$f(x)= \begin{cases} x^2 & \text{if } -2 ≤ x ≤ 2, \\ 2x & \text{if } x > 2. \end{cases}$
I am finding the derivative at $x = 2$. I am saying that the derivative is $4$ because $x =2$ is on $f(x)$ $=$ $x^2$, and the derivative of $x^2$ is $2x$ and $2(2) = 4$, and thus $f'(2) = 4$, but my classmates say that the function is non-differentiable.
I don't think the second part of the piecewise function affects $x = 2$, but they're all saying I'm incorrect, so I'm looking for reassurance.

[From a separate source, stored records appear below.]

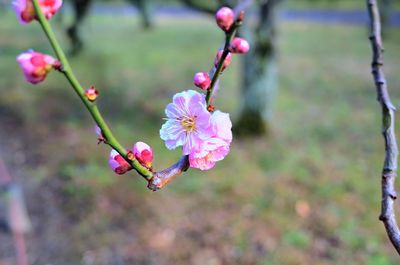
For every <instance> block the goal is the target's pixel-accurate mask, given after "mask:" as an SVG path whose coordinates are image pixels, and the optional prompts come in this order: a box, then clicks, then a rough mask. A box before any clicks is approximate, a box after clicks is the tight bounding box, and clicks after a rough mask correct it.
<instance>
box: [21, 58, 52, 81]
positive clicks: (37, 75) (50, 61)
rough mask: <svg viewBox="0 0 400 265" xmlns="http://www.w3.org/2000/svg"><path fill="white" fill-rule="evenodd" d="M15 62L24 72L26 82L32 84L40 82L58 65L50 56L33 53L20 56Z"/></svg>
mask: <svg viewBox="0 0 400 265" xmlns="http://www.w3.org/2000/svg"><path fill="white" fill-rule="evenodd" d="M17 61H18V63H19V65H20V67H21V69H22V71H23V72H24V75H25V78H26V80H27V81H28V82H30V83H32V84H37V83H40V82H42V81H43V80H44V79H45V78H46V75H47V74H48V72H50V71H51V69H53V68H54V65H57V63H58V61H57V60H56V59H54V58H53V57H51V56H50V55H46V54H42V53H38V52H34V51H28V52H25V53H22V54H20V55H19V56H18V57H17ZM58 64H59V63H58Z"/></svg>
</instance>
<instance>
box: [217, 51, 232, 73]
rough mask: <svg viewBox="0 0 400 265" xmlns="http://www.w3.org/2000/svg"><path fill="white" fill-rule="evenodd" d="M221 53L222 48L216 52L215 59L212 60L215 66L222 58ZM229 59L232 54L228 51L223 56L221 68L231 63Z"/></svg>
mask: <svg viewBox="0 0 400 265" xmlns="http://www.w3.org/2000/svg"><path fill="white" fill-rule="evenodd" d="M222 54H223V50H219V51H218V53H217V56H215V60H214V65H215V67H217V66H218V63H219V61H220V60H221V58H222ZM231 59H232V54H231V53H230V52H228V55H227V56H226V58H225V61H224V64H223V65H222V70H224V69H225V68H227V67H228V65H229V64H230V63H231Z"/></svg>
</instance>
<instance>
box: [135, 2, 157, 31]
mask: <svg viewBox="0 0 400 265" xmlns="http://www.w3.org/2000/svg"><path fill="white" fill-rule="evenodd" d="M129 1H130V2H131V3H132V4H133V5H135V6H136V8H137V9H138V11H139V14H140V18H141V21H142V26H143V28H145V29H149V28H151V27H153V25H154V16H153V9H154V7H153V3H152V1H151V0H129Z"/></svg>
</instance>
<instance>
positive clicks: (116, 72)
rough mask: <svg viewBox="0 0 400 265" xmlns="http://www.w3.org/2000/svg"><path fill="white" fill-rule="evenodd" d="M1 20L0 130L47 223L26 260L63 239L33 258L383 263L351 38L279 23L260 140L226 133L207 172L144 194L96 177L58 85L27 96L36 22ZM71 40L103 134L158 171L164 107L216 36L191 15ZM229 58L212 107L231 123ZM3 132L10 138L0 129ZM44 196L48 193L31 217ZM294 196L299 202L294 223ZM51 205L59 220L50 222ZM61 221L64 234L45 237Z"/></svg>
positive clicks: (377, 167) (0, 132)
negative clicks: (190, 15)
mask: <svg viewBox="0 0 400 265" xmlns="http://www.w3.org/2000/svg"><path fill="white" fill-rule="evenodd" d="M1 22H2V23H0V32H1V34H0V58H1V59H0V73H1V78H0V119H1V120H0V124H5V125H6V127H3V126H2V127H0V133H1V134H2V135H3V138H4V137H5V138H7V140H9V141H10V142H13V141H14V142H22V143H23V146H26V148H25V149H24V150H25V152H26V156H27V157H28V158H29V159H27V161H26V163H25V164H24V168H23V170H24V172H27V173H26V174H27V175H29V176H31V177H30V178H25V179H21V180H22V181H24V183H25V184H24V187H25V189H26V190H28V194H30V197H29V201H28V206H29V207H30V208H32V209H35V210H32V215H33V217H34V220H39V221H36V222H39V223H42V225H44V226H45V229H44V230H41V232H40V233H41V236H39V235H38V233H34V234H33V235H32V236H31V237H30V238H29V242H28V243H32V244H35V245H36V246H38V247H36V248H34V249H33V250H32V252H34V254H35V255H38V253H40V251H43V252H48V251H49V250H48V249H46V246H47V245H46V244H45V242H46V241H49V240H52V239H54V240H56V239H58V238H63V240H64V241H65V243H64V244H65V245H61V246H60V245H55V246H53V247H54V248H56V250H54V249H53V252H54V253H52V252H50V254H48V255H44V256H43V257H41V260H40V258H39V260H40V261H39V263H43V264H45V263H55V264H78V263H79V262H80V261H81V260H82V258H83V256H84V255H86V256H92V257H93V258H94V259H95V262H94V264H109V263H107V262H108V261H109V260H110V259H111V257H112V256H113V255H114V254H115V253H117V254H118V255H120V256H123V257H124V259H125V260H126V261H127V264H142V263H144V264H221V262H225V263H226V264H249V265H250V264H277V265H278V264H371V265H372V264H373V265H381V264H396V263H397V255H396V253H395V251H394V249H393V247H392V246H391V245H390V243H389V241H388V239H387V236H386V234H385V232H384V228H383V225H382V224H381V223H380V222H379V221H378V215H379V206H380V171H381V166H382V159H383V140H382V139H381V136H380V108H379V105H378V103H377V102H376V100H375V98H376V95H375V89H374V87H373V83H372V77H371V76H370V69H369V64H370V60H371V58H370V57H371V56H370V47H369V42H368V38H367V32H366V29H365V28H363V27H349V26H348V27H344V26H331V25H317V24H307V23H299V22H297V23H283V24H282V25H281V27H280V37H279V69H280V87H279V92H278V96H277V98H276V101H275V113H274V120H273V133H272V135H271V137H270V138H268V139H264V138H257V139H247V140H240V139H237V138H235V139H234V142H233V144H232V151H231V153H230V155H229V156H228V157H227V158H226V159H225V160H224V161H222V162H220V163H218V165H217V166H216V168H215V169H213V170H211V171H208V172H201V171H198V170H190V171H189V172H188V173H187V174H184V175H183V176H180V177H179V178H178V179H176V180H174V181H173V182H172V183H171V184H170V185H169V186H167V187H166V188H165V189H164V190H162V191H160V192H157V193H152V192H149V191H147V190H146V188H145V183H144V181H143V180H142V179H141V178H140V177H139V176H137V175H136V174H135V173H133V172H132V173H130V174H127V175H126V176H121V177H119V176H114V175H113V174H112V172H110V170H109V169H108V167H107V156H108V152H109V150H108V148H107V147H106V146H98V145H97V144H96V137H95V135H94V133H93V130H92V127H93V123H92V121H91V120H90V117H89V116H88V114H87V113H86V112H85V110H84V108H83V106H81V104H80V102H79V100H78V98H77V97H76V96H75V95H74V94H73V91H72V89H71V88H70V87H69V86H68V84H67V83H66V81H65V80H63V78H62V77H61V76H60V75H58V74H56V73H52V74H50V76H49V78H48V80H46V82H44V83H43V84H40V85H38V86H35V87H34V86H31V85H29V84H27V83H25V82H24V80H23V77H22V74H21V73H20V71H19V69H18V66H17V65H16V63H15V57H16V56H17V55H18V53H20V52H21V51H24V50H26V49H28V48H30V47H34V48H35V49H38V50H40V51H44V52H50V47H49V46H48V44H47V42H46V41H45V39H44V36H43V34H42V33H41V31H40V30H39V27H38V26H37V25H28V26H25V27H19V26H17V24H16V23H15V20H14V18H13V17H12V16H11V15H7V16H6V17H4V18H3V17H2V18H1ZM57 28H60V27H57ZM83 31H84V32H85V42H86V50H85V51H84V52H83V53H82V54H81V55H80V56H79V57H75V58H72V59H71V63H72V65H73V67H74V69H75V72H76V73H77V76H78V77H79V79H80V80H81V82H82V84H83V85H84V86H89V85H91V84H95V85H96V87H97V88H98V89H99V90H100V93H101V94H100V98H99V104H100V106H101V109H102V110H103V112H104V114H105V116H106V118H107V120H108V121H109V123H110V124H111V126H112V128H113V130H114V132H115V134H116V135H117V136H118V138H119V139H120V140H121V142H122V143H125V144H126V146H127V147H130V146H131V145H132V144H133V143H134V142H135V141H138V140H142V141H145V142H147V143H149V144H150V145H151V146H153V147H154V150H155V154H156V158H155V160H156V162H155V167H156V168H163V167H165V166H166V165H169V164H171V163H172V162H173V161H175V160H176V159H177V158H178V157H179V151H173V152H170V151H167V150H166V148H165V147H164V144H163V142H162V141H161V140H160V139H159V134H158V131H159V128H160V126H161V124H162V123H163V120H162V117H163V116H164V114H163V110H164V107H165V106H166V105H167V104H168V103H169V102H170V100H171V98H172V95H173V94H174V93H176V92H179V91H182V90H184V89H189V88H192V85H191V80H192V76H193V74H194V73H195V72H196V71H198V70H207V69H208V68H209V67H210V65H211V63H212V61H213V58H214V54H215V51H216V50H217V49H218V47H219V45H220V42H221V39H222V37H223V35H222V33H221V32H220V31H218V30H217V29H216V27H215V26H214V25H213V23H212V21H210V20H206V19H204V20H203V19H200V18H199V19H193V20H188V19H185V20H183V19H166V18H164V19H160V20H159V21H158V25H157V27H156V28H155V29H154V30H152V31H149V32H146V31H142V30H141V29H140V28H138V23H137V21H136V20H135V19H131V18H129V17H121V18H117V19H116V18H113V17H107V16H102V17H91V18H90V19H89V20H88V21H87V23H86V25H85V26H84V28H83ZM58 35H59V36H60V37H61V38H62V39H63V35H62V32H61V31H59V32H58ZM388 37H389V38H388V39H387V40H386V41H385V48H386V53H385V56H386V61H385V62H386V65H385V70H386V73H387V78H388V80H389V88H390V90H391V93H392V97H393V98H392V99H393V102H394V104H395V105H398V102H399V100H400V92H399V90H398V87H397V84H400V76H399V75H398V74H397V73H398V70H399V69H400V65H399V62H400V49H399V48H398V43H399V41H400V34H399V32H398V30H397V29H393V30H391V31H390V32H389V35H388ZM63 41H64V42H65V39H63ZM63 46H64V47H66V48H67V47H68V44H67V43H66V42H65V44H64V45H63ZM238 61H240V60H239V58H234V62H233V65H232V67H231V68H230V69H228V70H227V71H226V73H224V75H223V80H222V82H221V92H220V93H221V94H220V96H219V98H218V101H217V105H218V108H220V109H221V110H222V111H227V112H230V113H231V114H232V115H231V116H232V118H233V120H234V119H235V118H236V117H237V114H238V109H237V106H238V103H239V100H240V96H239V95H240V94H239V87H238V84H239V80H240V73H239V67H238V66H239V64H238ZM10 127H11V128H12V129H13V132H14V133H13V134H10V133H8V132H9V131H5V129H4V130H3V128H7V130H9V128H10ZM5 146H6V147H7V146H9V147H10V145H9V144H8V145H5ZM10 148H11V149H10V150H13V149H12V148H13V147H12V145H11V147H10ZM19 152H20V151H19ZM28 173H29V174H28ZM42 192H47V193H49V192H50V193H51V194H53V196H54V198H56V199H55V200H54V201H46V203H45V204H43V205H49V206H46V207H43V206H42V207H40V205H39V206H38V204H40V202H41V199H40V198H41V196H40V194H41V193H42ZM299 202H303V203H305V204H307V205H309V207H310V210H309V212H308V213H307V214H306V215H301V214H300V213H298V212H297V211H296V205H298V204H299ZM50 206H51V207H53V208H55V209H57V211H56V212H57V213H58V215H57V216H50V218H48V217H49V216H48V215H47V212H46V209H47V207H50ZM53 208H52V209H53ZM60 223H61V224H62V225H63V226H62V227H64V229H62V230H60V229H58V230H57V229H55V230H54V229H53V230H52V227H59V225H60ZM52 231H57V233H55V232H52ZM0 242H3V241H1V240H0ZM0 249H1V243H0ZM0 253H1V252H0ZM113 253H114V254H113ZM34 254H32V255H34ZM115 255H116V254H115ZM1 258H6V257H2V256H1V254H0V260H1ZM135 262H136V263H135ZM140 262H142V263H140ZM225 263H224V264H225Z"/></svg>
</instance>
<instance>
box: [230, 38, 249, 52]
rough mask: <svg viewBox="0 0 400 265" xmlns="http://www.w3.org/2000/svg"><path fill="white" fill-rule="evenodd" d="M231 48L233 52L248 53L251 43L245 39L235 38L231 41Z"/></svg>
mask: <svg viewBox="0 0 400 265" xmlns="http://www.w3.org/2000/svg"><path fill="white" fill-rule="evenodd" d="M229 50H230V51H231V52H233V53H247V52H248V51H249V50H250V45H249V43H248V42H247V40H245V39H242V38H234V39H233V40H232V41H231V44H230V46H229Z"/></svg>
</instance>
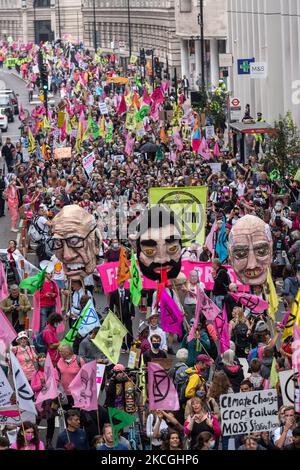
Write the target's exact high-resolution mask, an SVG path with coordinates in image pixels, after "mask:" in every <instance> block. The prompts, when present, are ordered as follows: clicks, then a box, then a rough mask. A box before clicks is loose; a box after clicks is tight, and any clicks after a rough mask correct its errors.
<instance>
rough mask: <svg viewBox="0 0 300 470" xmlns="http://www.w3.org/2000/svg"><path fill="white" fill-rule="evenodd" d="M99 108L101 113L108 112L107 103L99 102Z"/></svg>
mask: <svg viewBox="0 0 300 470" xmlns="http://www.w3.org/2000/svg"><path fill="white" fill-rule="evenodd" d="M99 109H100V113H101V114H108V109H107V105H106V103H99Z"/></svg>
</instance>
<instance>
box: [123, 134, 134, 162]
mask: <svg viewBox="0 0 300 470" xmlns="http://www.w3.org/2000/svg"><path fill="white" fill-rule="evenodd" d="M134 142H135V139H134V137H133V138H131V137H130V134H129V133H128V135H127V137H126V146H125V153H126V155H128V156H129V155H131V154H132V149H133V146H134Z"/></svg>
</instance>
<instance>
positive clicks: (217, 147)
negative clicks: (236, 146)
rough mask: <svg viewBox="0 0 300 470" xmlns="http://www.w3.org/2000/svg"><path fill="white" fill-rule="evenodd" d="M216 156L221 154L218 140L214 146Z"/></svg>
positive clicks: (218, 156)
mask: <svg viewBox="0 0 300 470" xmlns="http://www.w3.org/2000/svg"><path fill="white" fill-rule="evenodd" d="M214 156H215V157H219V156H220V149H219V144H218V142H216V143H215V146H214Z"/></svg>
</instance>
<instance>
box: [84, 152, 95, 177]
mask: <svg viewBox="0 0 300 470" xmlns="http://www.w3.org/2000/svg"><path fill="white" fill-rule="evenodd" d="M95 160H96V157H95V154H94V152H91V153H89V154H88V155H87V156H86V157H83V159H82V165H83V168H84V169H85V171H86V172H87V174H88V176H90V174H91V173H92V172H93V170H94V165H93V163H94V161H95Z"/></svg>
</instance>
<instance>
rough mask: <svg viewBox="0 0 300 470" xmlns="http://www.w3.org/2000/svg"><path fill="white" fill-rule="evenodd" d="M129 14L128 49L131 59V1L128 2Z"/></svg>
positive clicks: (127, 9) (129, 58) (129, 54)
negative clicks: (130, 15) (130, 7)
mask: <svg viewBox="0 0 300 470" xmlns="http://www.w3.org/2000/svg"><path fill="white" fill-rule="evenodd" d="M127 13H128V47H129V59H130V57H131V49H132V44H131V21H130V0H127Z"/></svg>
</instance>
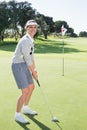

The problem with your argument is that the derivative depends not just on the value of $f(x)$ at $x=2$, but on its behaviour around this point. This behaviour differs depending on whether you are approaching from the left or the right. A nice way to see this is to use the limit definition of the derivative: $$ f'(x)=\lim_{h\to 0}\frac{f(x+h)-f(x)}{h} $$ For your function, at $x=2$ this limit does not exist. To see this, we calculate the left and right limits and note that they are not equal.
The right limit is: $$ \lim_{h\to 0^{+}}\frac{f(2+h)-f(2)}{h} = \lim_{h\to 0^{+}}\frac{2h}{h} = 2 $$ while the left limit gives: $$ \lim_{h\to 0^{-}}\frac{f(2+h)-f(2)}{h} = \lim_{h\to 0^{-}}\frac{4h+h^{2}}{h} = 4 $$
Then since these two limits differ, we say that the (two-sided), limit which defines $f'(2)$ does not exist, and so $f(x)$ is not differentiable at $x=2$.